Now, two other aspects to mention and highlight. One must direct or manage two or more employees. And that means two or more full-time employees or their equivalent. So, for example, one full-time and two half-time employees are equivalent to two full-time employees. So, one full-time employee, two half-time employees, that’s the equivalent of two full-time employees. The supervision, in that regard, would be in place and would meet the requirement. Now, in many, many cases, that is a huge issue. And there are a number of cases we have now throughout the country, many on the East and West Coasts, where frankly, looking at the numbers and doing the statistics with respect to the hours allocated to a given manager becomes critical in determining whether, in fact, that manager or executive customarily and regularly supervises and guides and directs two or more full-time employees or their equivalence.

But what about recommendations, the decision—the ability to make decisions? Well, here we’re told—in the regulations, we’re guided that there must be particular weight to that, which means that those recommendations have more importance, have more substance, are really considered in a way that would make one meaningfully a participant in the decision-making process. Of course, if the manager or executive makes the decision themselves, so be it. That certainly would meet that standard. But to be given particular weight, to consider what a person has to say in a meaningful way, that would justify it as well.

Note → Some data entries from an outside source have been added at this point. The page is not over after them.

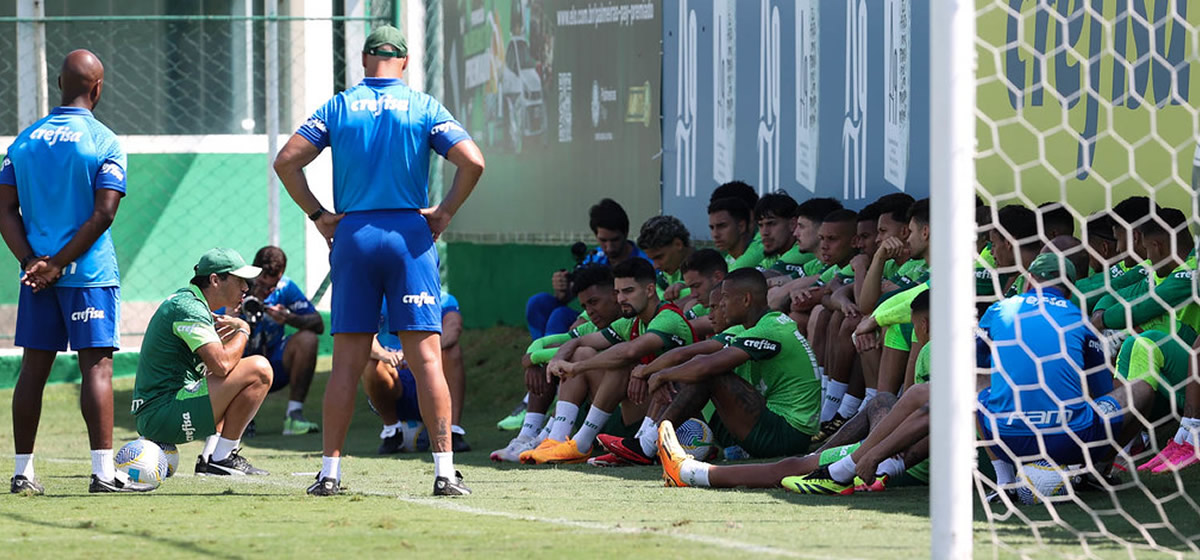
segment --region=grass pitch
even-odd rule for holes
[[[282,436],[286,396],[272,395],[259,414],[259,435],[244,454],[268,477],[193,477],[199,444],[180,447],[180,474],[144,495],[90,495],[86,438],[78,413],[78,387],[47,389],[36,450],[44,496],[0,496],[0,558],[79,558],[103,550],[137,550],[145,558],[377,558],[448,555],[497,558],[563,556],[782,556],[922,558],[929,555],[925,488],[895,488],[848,498],[799,496],[784,490],[664,488],[654,468],[596,469],[587,465],[529,468],[493,465],[487,454],[508,442],[498,420],[522,393],[516,357],[526,345],[516,329],[468,331],[468,401],[463,424],[475,451],[457,454],[474,495],[432,498],[428,453],[374,456],[378,420],[359,399],[343,463],[348,495],[317,499],[304,490],[320,465],[320,435]],[[306,414],[320,420],[328,360],[318,368]],[[125,411],[132,379],[115,381],[116,446],[136,438]],[[7,403],[11,391],[0,392]],[[11,453],[11,410],[0,405],[0,450]],[[0,466],[10,469],[8,454]],[[5,470],[5,480],[10,471]],[[1200,526],[1187,489],[1168,480],[1148,487],[1164,504],[1178,534],[1163,528],[1148,535],[1165,547],[1190,552],[1184,541]],[[1163,496],[1172,495],[1169,501]],[[1141,522],[1159,513],[1139,490],[1118,494]],[[1093,510],[1111,508],[1105,495],[1088,496]],[[1051,519],[1044,507],[1021,513]],[[1058,508],[1074,530],[1043,526],[1037,534],[1013,518],[995,532],[977,522],[977,553],[1010,556],[1124,556],[1117,542],[1075,531],[1094,530],[1078,506]],[[1188,517],[1190,514],[1190,517]],[[976,519],[983,519],[977,508]],[[1102,518],[1110,531],[1145,542],[1116,513]],[[995,547],[992,535],[1002,546]],[[1139,555],[1146,550],[1138,550]]]

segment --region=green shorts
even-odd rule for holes
[[[186,444],[215,434],[209,381],[202,379],[191,391],[184,387],[173,397],[144,404],[138,409],[137,420],[138,434],[161,444]]]
[[[721,415],[715,411],[708,427],[713,429],[713,438],[718,445],[721,447],[738,445],[756,459],[802,456],[809,451],[809,442],[812,440],[812,434],[793,428],[782,416],[766,408],[744,441],[738,440],[725,428]]]

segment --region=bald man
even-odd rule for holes
[[[125,195],[125,152],[92,116],[104,66],[88,50],[62,61],[62,104],[8,146],[0,164],[0,234],[23,270],[17,307],[24,348],[12,393],[17,469],[11,492],[42,494],[34,440],[54,356],[79,354],[79,407],[91,445],[89,492],[139,492],[113,469],[113,351],[121,288],[108,228]]]
[[[666,404],[652,420],[679,426],[712,401],[710,426],[722,447],[738,445],[755,458],[803,454],[821,411],[808,341],[796,321],[768,308],[767,279],[756,269],[730,272],[720,305],[725,320],[745,330],[716,351],[650,375],[650,395]],[[742,365],[749,365],[745,378],[734,373]]]
[[[275,171],[329,241],[334,279],[334,369],[325,386],[324,453],[312,495],[341,492],[341,456],[359,377],[371,357],[379,308],[398,331],[416,380],[433,448],[433,493],[470,490],[454,469],[450,390],[442,373],[442,283],[433,242],[484,174],[484,156],[437,100],[401,77],[408,47],[398,29],[376,28],[362,46],[366,78],[329,100],[280,150]],[[308,188],[304,167],[334,152],[334,212]],[[430,151],[456,168],[454,185],[430,206]],[[337,242],[334,242],[336,231]]]

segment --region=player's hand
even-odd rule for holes
[[[626,390],[629,395],[629,401],[634,404],[642,404],[646,398],[650,396],[650,384],[642,378],[629,378],[629,389]]]
[[[29,269],[25,269],[25,277],[20,282],[32,288],[34,291],[41,291],[53,285],[61,277],[62,267],[48,257],[41,257],[31,263]]]
[[[337,223],[346,217],[346,213],[330,213],[325,212],[313,222],[317,225],[317,231],[320,231],[320,236],[325,237],[325,245],[330,248],[334,247],[334,233],[337,231]]]
[[[550,391],[550,375],[542,368],[533,366],[526,368],[526,390],[529,395],[540,397]]]
[[[442,236],[442,231],[450,227],[450,212],[442,210],[440,205],[421,209],[421,216],[425,216],[425,222],[430,224],[430,231],[433,231],[433,241],[437,241]]]
[[[686,285],[684,285],[683,282],[676,282],[674,284],[668,285],[667,289],[662,290],[662,299],[666,301],[676,301],[679,299],[679,294],[683,293],[684,288],[686,288]]]

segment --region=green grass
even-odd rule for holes
[[[316,499],[304,494],[319,468],[319,435],[278,435],[284,397],[271,396],[259,415],[259,436],[245,454],[270,470],[268,477],[198,478],[191,463],[198,444],[181,447],[181,474],[146,495],[89,495],[89,462],[78,389],[47,389],[37,447],[44,496],[0,496],[0,558],[92,556],[96,550],[137,550],[148,558],[376,558],[384,554],[497,558],[602,555],[730,558],[923,558],[929,555],[925,488],[850,498],[798,496],[782,490],[701,490],[664,488],[656,468],[604,469],[586,465],[527,468],[492,465],[487,453],[508,442],[498,420],[520,398],[515,356],[526,342],[516,329],[468,331],[468,392],[463,423],[475,447],[456,456],[472,496],[433,499],[427,453],[376,457],[379,423],[360,398],[343,464],[349,495]],[[323,360],[322,369],[328,371]],[[326,375],[318,374],[307,415],[319,420]],[[118,408],[128,402],[132,380],[116,381]],[[11,391],[0,392],[7,402]],[[11,450],[8,407],[0,407],[0,448]],[[133,439],[133,422],[119,411],[115,439]],[[7,469],[7,456],[0,466]],[[7,476],[7,471],[5,472]],[[1196,487],[1195,476],[1188,478]],[[1169,480],[1152,481],[1159,496]],[[1136,490],[1120,494],[1139,519],[1154,516]],[[1088,498],[1093,508],[1106,496]],[[1186,535],[1200,526],[1181,494],[1165,502]],[[1043,507],[1021,511],[1049,519]],[[1060,507],[1076,529],[1091,517]],[[976,548],[980,558],[1021,552],[1038,558],[1080,556],[1085,549],[1069,530],[1046,528],[1040,543],[1012,520],[997,525],[1003,547],[995,549],[982,508],[977,508]],[[1110,530],[1145,542],[1128,524]],[[1178,538],[1153,531],[1168,550],[1186,553]],[[1124,556],[1112,541],[1092,538],[1091,552]],[[1145,550],[1140,550],[1140,553]],[[1194,553],[1193,553],[1194,554]]]

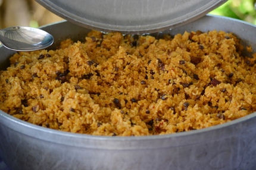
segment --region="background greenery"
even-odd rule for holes
[[[229,17],[256,24],[255,0],[229,0],[210,14]]]

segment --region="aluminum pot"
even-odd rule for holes
[[[53,47],[67,37],[84,39],[89,31],[67,21],[42,28],[54,35]],[[154,35],[214,29],[234,33],[246,46],[256,44],[255,26],[212,15]],[[1,69],[13,53],[0,48]],[[256,113],[176,134],[107,137],[49,129],[0,111],[0,156],[10,169],[256,169],[255,136]]]

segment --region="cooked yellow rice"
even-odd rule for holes
[[[85,43],[20,52],[1,72],[0,109],[92,135],[200,129],[256,111],[256,55],[232,33],[150,36],[92,31]]]

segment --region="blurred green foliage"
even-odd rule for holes
[[[254,0],[229,0],[210,14],[232,17],[256,24]]]

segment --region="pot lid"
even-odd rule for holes
[[[198,19],[227,0],[36,0],[63,18],[90,29],[151,33]]]

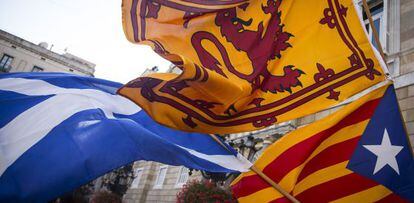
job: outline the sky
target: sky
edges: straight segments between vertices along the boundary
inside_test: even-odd
[[[96,64],[95,77],[126,83],[169,62],[124,36],[121,0],[0,0],[0,29],[35,44],[53,44]]]

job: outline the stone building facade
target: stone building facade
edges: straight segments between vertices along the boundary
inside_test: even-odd
[[[367,26],[368,20],[362,12],[362,1],[354,0],[359,8],[360,17],[367,34],[373,42],[372,30]],[[385,51],[386,62],[390,77],[395,82],[395,88],[400,104],[400,109],[407,127],[412,146],[414,143],[414,1],[413,0],[369,0],[374,24],[379,31],[382,48]],[[170,70],[176,71],[176,70]],[[271,126],[255,131],[227,135],[227,140],[237,148],[245,145],[249,138],[254,142],[252,157],[250,152],[244,156],[256,159],[268,145],[282,135],[297,127],[307,125],[319,120],[337,109],[334,107],[316,114],[312,114],[294,121]],[[155,187],[159,176],[163,174],[162,168],[167,168],[162,187]],[[142,175],[135,181],[137,186],[131,187],[124,196],[125,202],[175,202],[176,193],[179,191],[175,183],[179,178],[181,167],[165,166],[154,162],[140,161],[135,164],[135,169]],[[201,178],[200,174],[190,178]]]
[[[69,53],[55,53],[45,42],[36,45],[0,30],[0,73],[7,72],[68,72],[93,76],[95,64]]]

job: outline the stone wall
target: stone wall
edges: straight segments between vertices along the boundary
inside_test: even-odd
[[[152,161],[138,161],[134,168],[144,168],[138,188],[130,188],[124,195],[124,202],[176,202],[176,195],[181,186],[176,185],[181,166],[168,166],[164,183],[160,188],[154,188],[157,173],[164,164]],[[193,171],[188,181],[201,179],[200,172]]]

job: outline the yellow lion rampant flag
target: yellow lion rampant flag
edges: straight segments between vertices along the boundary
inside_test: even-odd
[[[193,132],[257,130],[385,80],[352,0],[123,0],[131,42],[182,69],[118,92]]]

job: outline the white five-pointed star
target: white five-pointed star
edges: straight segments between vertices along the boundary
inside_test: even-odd
[[[371,151],[377,156],[377,162],[375,163],[374,173],[376,174],[384,166],[389,165],[398,175],[400,170],[398,169],[398,163],[396,156],[404,148],[403,146],[391,145],[390,137],[387,129],[384,131],[381,145],[363,145],[366,149]]]

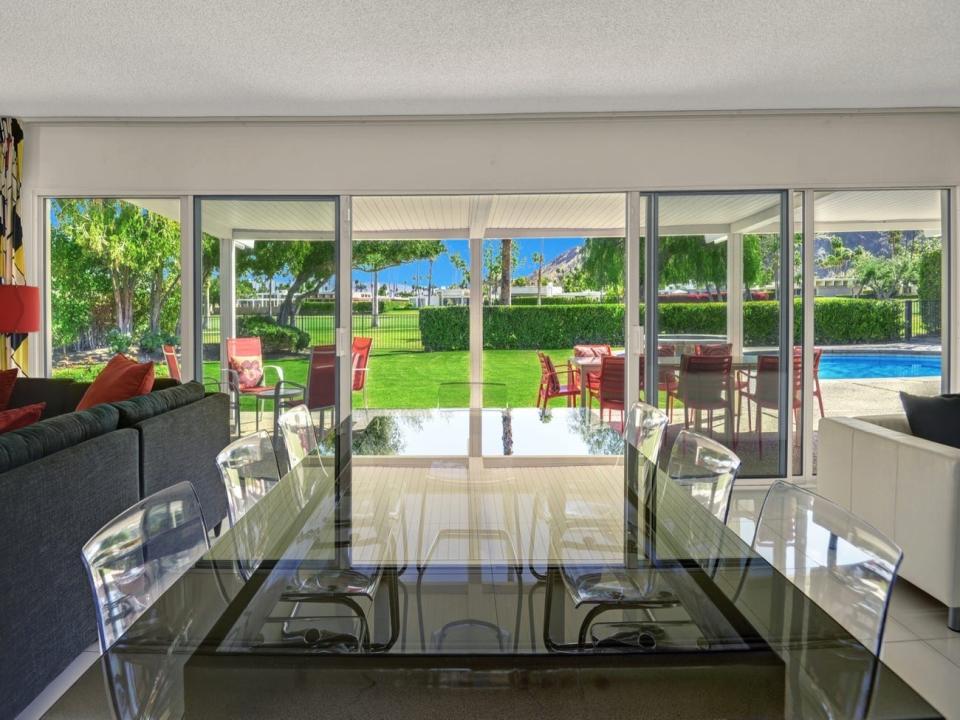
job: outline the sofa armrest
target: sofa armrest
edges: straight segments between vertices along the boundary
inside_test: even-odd
[[[860,418],[820,421],[817,491],[903,549],[900,574],[960,606],[960,449]]]
[[[227,514],[217,454],[230,444],[230,398],[210,393],[134,425],[140,433],[142,496],[181,480],[193,483],[207,529]]]

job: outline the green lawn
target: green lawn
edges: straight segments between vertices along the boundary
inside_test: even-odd
[[[555,362],[570,356],[570,349],[546,351]],[[483,376],[486,382],[504,383],[510,407],[534,407],[540,383],[540,365],[534,350],[485,350]],[[265,361],[283,368],[284,377],[305,383],[307,359]],[[208,377],[216,377],[216,362],[204,363]],[[367,376],[367,403],[371,408],[431,408],[438,403],[445,407],[467,407],[469,388],[441,388],[443,383],[467,383],[470,378],[470,353],[381,353],[370,356]],[[273,377],[269,378],[273,381]],[[487,402],[501,405],[503,394],[488,392]],[[354,393],[354,407],[363,407],[363,394]],[[565,401],[554,400],[553,405]],[[252,407],[252,406],[251,406]]]
[[[566,362],[570,348],[545,351],[557,364]],[[266,358],[266,364],[283,368],[284,377],[296,383],[307,380],[307,356],[302,359]],[[219,363],[205,362],[204,375],[210,379],[219,377]],[[97,376],[103,364],[94,364],[54,370],[54,377],[71,377],[90,381]],[[167,376],[163,362],[156,365],[158,377]],[[367,403],[371,408],[433,408],[468,407],[470,377],[470,353],[459,352],[386,352],[370,356],[370,371],[367,376]],[[502,383],[505,393],[488,391],[485,402],[493,407],[502,407],[506,401],[510,407],[535,407],[537,387],[540,383],[540,364],[535,350],[484,350],[483,378],[488,383]],[[274,381],[273,373],[268,381]],[[443,383],[464,383],[441,388]],[[661,393],[662,394],[662,393]],[[661,401],[663,398],[661,398]],[[562,398],[551,401],[552,407],[566,404]],[[363,407],[363,394],[353,394],[354,407]],[[245,410],[253,409],[253,399],[245,398]]]

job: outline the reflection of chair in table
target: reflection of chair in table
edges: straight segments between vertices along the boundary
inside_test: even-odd
[[[417,539],[417,615],[420,631],[420,648],[424,652],[442,651],[452,637],[466,635],[471,639],[466,648],[475,652],[496,649],[505,652],[519,647],[520,623],[523,612],[523,567],[518,552],[520,544],[520,510],[513,473],[506,468],[476,469],[471,471],[469,461],[435,463],[427,473],[427,483],[438,492],[431,493],[424,487],[421,495],[420,521]],[[434,531],[428,517],[428,496],[443,497],[443,525]],[[466,507],[457,512],[457,496],[465,495]],[[452,497],[451,497],[452,496]],[[500,505],[500,512],[489,501]],[[434,508],[431,508],[434,509]],[[451,515],[466,517],[450,521]],[[492,517],[491,517],[492,516]],[[490,518],[490,519],[487,519]],[[431,525],[429,547],[424,552],[424,533]],[[466,547],[466,552],[450,551],[450,546]],[[441,550],[447,549],[447,558],[438,559]],[[431,636],[427,646],[426,619],[424,615],[424,580],[431,568],[440,572],[441,565],[455,568],[455,572],[467,575],[482,575],[497,572],[502,568],[508,579],[516,583],[516,614],[512,631],[500,627],[487,618],[464,617],[444,623]],[[484,644],[485,638],[489,644]],[[511,642],[512,640],[512,642]]]
[[[733,431],[733,358],[730,355],[682,355],[680,378],[676,392],[668,397],[683,404],[683,426],[690,427],[690,411],[694,412],[697,430],[700,413],[707,411],[707,427],[713,435],[713,412],[726,412],[726,426]],[[672,407],[672,405],[671,405]]]
[[[298,413],[302,419],[303,413]],[[307,416],[309,418],[309,416]],[[288,418],[289,420],[290,418]],[[309,431],[313,433],[313,428]],[[221,475],[227,489],[228,509],[231,527],[230,533],[237,547],[237,572],[244,582],[250,580],[260,566],[264,554],[268,551],[265,543],[270,539],[261,537],[257,532],[258,523],[247,523],[237,527],[241,518],[249,513],[257,502],[262,501],[267,493],[274,490],[280,477],[279,464],[269,436],[265,431],[256,435],[241,438],[229,445],[217,458]],[[293,471],[302,471],[302,462],[294,466]],[[320,470],[321,468],[317,468]],[[300,498],[299,502],[305,502]],[[388,529],[389,530],[389,529]],[[373,534],[372,542],[392,543],[390,532],[379,531],[385,540],[380,540]],[[355,532],[360,538],[360,533]],[[362,542],[363,539],[360,538]],[[334,543],[334,559],[325,561],[319,567],[307,566],[305,571],[298,568],[287,586],[279,595],[280,602],[293,604],[289,615],[281,617],[271,616],[267,622],[282,623],[281,639],[278,647],[288,647],[291,644],[298,647],[308,647],[316,651],[342,652],[345,649],[354,649],[365,652],[384,652],[396,643],[400,632],[399,589],[396,572],[385,572],[380,565],[369,567],[354,567],[340,563],[339,538],[322,540],[324,543]],[[354,540],[354,545],[357,540]],[[365,600],[371,605],[374,602],[381,580],[387,577],[387,592],[390,607],[390,638],[382,644],[373,643],[370,638],[369,624],[366,613],[360,607],[358,600]],[[356,637],[350,637],[341,632],[330,632],[316,627],[304,630],[288,631],[291,623],[308,621],[329,622],[330,617],[324,615],[301,615],[299,608],[302,604],[339,605],[345,607],[356,618],[359,631]],[[265,643],[262,647],[270,647]]]
[[[116,717],[182,713],[182,661],[202,638],[190,637],[195,618],[184,597],[190,586],[177,581],[208,549],[200,502],[189,482],[144,498],[84,544],[107,692]],[[171,650],[123,652],[124,645],[138,642],[166,642]]]
[[[666,418],[663,421],[663,425],[649,423],[637,434],[639,442],[636,449],[642,463],[641,477],[654,483],[652,487],[648,486],[650,492],[645,507],[655,507],[663,493],[679,491],[689,495],[716,518],[718,532],[722,531],[729,508],[733,481],[740,467],[739,458],[719,443],[684,430],[677,437],[670,453],[667,468],[670,484],[659,488],[656,485],[656,462],[659,450],[657,434],[660,435],[662,442]],[[647,522],[653,522],[653,519],[648,518]],[[690,530],[676,527],[666,529],[675,537]],[[691,555],[698,552],[709,554],[710,548],[696,546],[698,537],[699,535],[682,538],[680,544],[688,549]],[[576,645],[554,642],[549,628],[552,594],[548,584],[544,611],[545,645],[553,651],[584,650],[587,647],[587,636],[601,614],[614,610],[642,610],[647,616],[645,621],[621,621],[609,624],[604,627],[604,630],[610,631],[610,634],[601,636],[594,632],[591,636],[591,644],[597,649],[654,649],[663,627],[688,626],[691,623],[687,618],[667,621],[654,618],[654,610],[681,606],[679,598],[663,586],[662,573],[656,548],[650,545],[644,549],[644,557],[636,567],[629,564],[601,563],[591,566],[589,562],[562,563],[558,570],[559,580],[563,582],[574,607],[591,607],[580,624]]]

Now, there are many distinctions here with respect to how about if you have several managers and a number of associates who are employees and how does that work in the sense of two or more equivalent employees? And frankly, that’s where the facts of a particular situation come into play. That’s where questions, for example, about concurrent duties. So we see in 29 CFR 541.106, some detail about concurrent duties, and in pertinent part it notes that concurrent performance of the exempt and non-exempt work does not disqualify an employee from the Executive Exemption, if the requirements are otherwise met.

That’s an area we’ll save for another occasion, because this whole question of how much time do you spend as a manager—how much time do you spend doing ordinary work—that becomes a factual focus in so many cases where a jury is asked to determine: was the primary duty truly executive/management functions, or was this person an ordinary employee who happened to have a few managerial duties?

We’ll save for another occasion the focus on state laws and how much certain state laws, most prominently California, look at the percentage of time spent in management responsibilities. But under the Fair Labor Standards Act—under the federal law—we’re speaking about primary duty, the primary duty, the principal duty, is one of management and supervising two or more employees.

Well, thanks so much for this time. Very, very interesting as we delve in it together. And we will conclude with an understanding of how challenging these laws are to apply in a given factual context. A law passed in 1938 and, frankly, not revised or amended all that much with respect to these fundamental considerations.